Sé que trata de mostrarse amable, pero sus palabras me hieren en lo más vivo.
- Yo no pienso en ella de esa manera -replico-. No la imagino anciana.
- Ajá. -Se apresura a asentir-. Naturalmente.
- En fin. Quiero dejar una cosa.. . en el ataúd. No hay inconveniente, ¿verdad? ¿Ningún riesgo?
- Ajá. Ningún riesgo, descuide.
- Y no debe saberlo nadie -le advierto-. No quiero que entre ninguna persona después de mí. Si alguien se lo pidiese, avíseme primero. ¿De acuerdo?
- Ajá -dice, cabizbajo y respetuoso-. Desde luego.
- Gracias. Voy a.. . entrar.
Entro, cierro la puerta y permanezco inmóvil unos segundos. Ahora que estoy aquí me flaquean un poco las piernas. Trago saliva, tratando de dominarme para no dejarme impresionar. Tras un minuto, hago un esfuerzo y doy un paso hacia el enorme ataúd. Y luego otro.
Ésta es Sadie. La Sadie real. Mi tía abuela de ciento cinco años. Que vivió y murió sin que yo llegara a conocerla. Al inclinarme sobre el féretro con respiración agitada, veo un mechón de pelo blanco y distingo una porción de piel vieja y reseca.

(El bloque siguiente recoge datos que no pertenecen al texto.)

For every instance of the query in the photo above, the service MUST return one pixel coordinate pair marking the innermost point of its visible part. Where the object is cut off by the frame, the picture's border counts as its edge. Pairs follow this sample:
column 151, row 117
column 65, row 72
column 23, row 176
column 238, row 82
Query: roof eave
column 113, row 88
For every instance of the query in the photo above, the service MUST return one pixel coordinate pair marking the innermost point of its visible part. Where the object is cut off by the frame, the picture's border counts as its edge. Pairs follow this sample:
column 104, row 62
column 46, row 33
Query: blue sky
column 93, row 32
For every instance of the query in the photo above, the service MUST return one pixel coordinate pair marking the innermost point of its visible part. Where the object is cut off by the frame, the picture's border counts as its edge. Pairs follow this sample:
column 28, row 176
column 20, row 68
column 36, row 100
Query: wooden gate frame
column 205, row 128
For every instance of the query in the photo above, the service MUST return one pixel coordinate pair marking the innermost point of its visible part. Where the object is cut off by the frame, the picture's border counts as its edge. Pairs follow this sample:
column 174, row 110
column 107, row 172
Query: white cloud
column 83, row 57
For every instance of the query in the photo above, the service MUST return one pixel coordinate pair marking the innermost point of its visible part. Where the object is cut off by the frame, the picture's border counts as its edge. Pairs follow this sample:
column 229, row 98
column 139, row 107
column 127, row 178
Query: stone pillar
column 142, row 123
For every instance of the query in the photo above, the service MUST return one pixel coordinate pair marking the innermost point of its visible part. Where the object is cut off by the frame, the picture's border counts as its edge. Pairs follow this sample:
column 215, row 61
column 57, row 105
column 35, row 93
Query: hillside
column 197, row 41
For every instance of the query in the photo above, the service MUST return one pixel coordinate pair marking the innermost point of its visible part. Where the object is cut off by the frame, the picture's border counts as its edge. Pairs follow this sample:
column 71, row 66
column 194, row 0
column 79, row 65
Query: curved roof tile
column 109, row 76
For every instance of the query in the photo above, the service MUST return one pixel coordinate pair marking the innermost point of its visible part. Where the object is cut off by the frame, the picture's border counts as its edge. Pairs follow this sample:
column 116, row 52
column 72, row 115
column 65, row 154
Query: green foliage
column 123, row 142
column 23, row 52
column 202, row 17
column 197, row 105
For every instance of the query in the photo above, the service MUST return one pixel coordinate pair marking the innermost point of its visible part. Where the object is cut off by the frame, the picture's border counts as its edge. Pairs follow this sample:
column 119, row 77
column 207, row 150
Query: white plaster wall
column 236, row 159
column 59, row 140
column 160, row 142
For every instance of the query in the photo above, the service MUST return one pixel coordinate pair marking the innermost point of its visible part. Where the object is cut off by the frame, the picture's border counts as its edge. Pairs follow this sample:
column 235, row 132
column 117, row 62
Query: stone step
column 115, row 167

- Aquí lo tienes, Sadie -murmuro.
Suavemente, con infinito cuidado, le deslizo el collar alrededor del cuello. Ya está.
Por fin. Ya está.
Se la ve tan diminuta y encogida. Tan vulnerable. Pienso en todas las veces que he querido tocar a Sadie, en todas las veces que he intentado apretarle la mano o darle un abrazo.. . y aquí la tengo ahora. En carne y hueso. Con cautela, le acaricio el pelo y le arreglo el vestido, deseando que llegue a sentir mi contacto. Este cuerpo anciano y frágil a punto de desmoronarse fue la morada de Sadie durante más de un siglo. Era ella.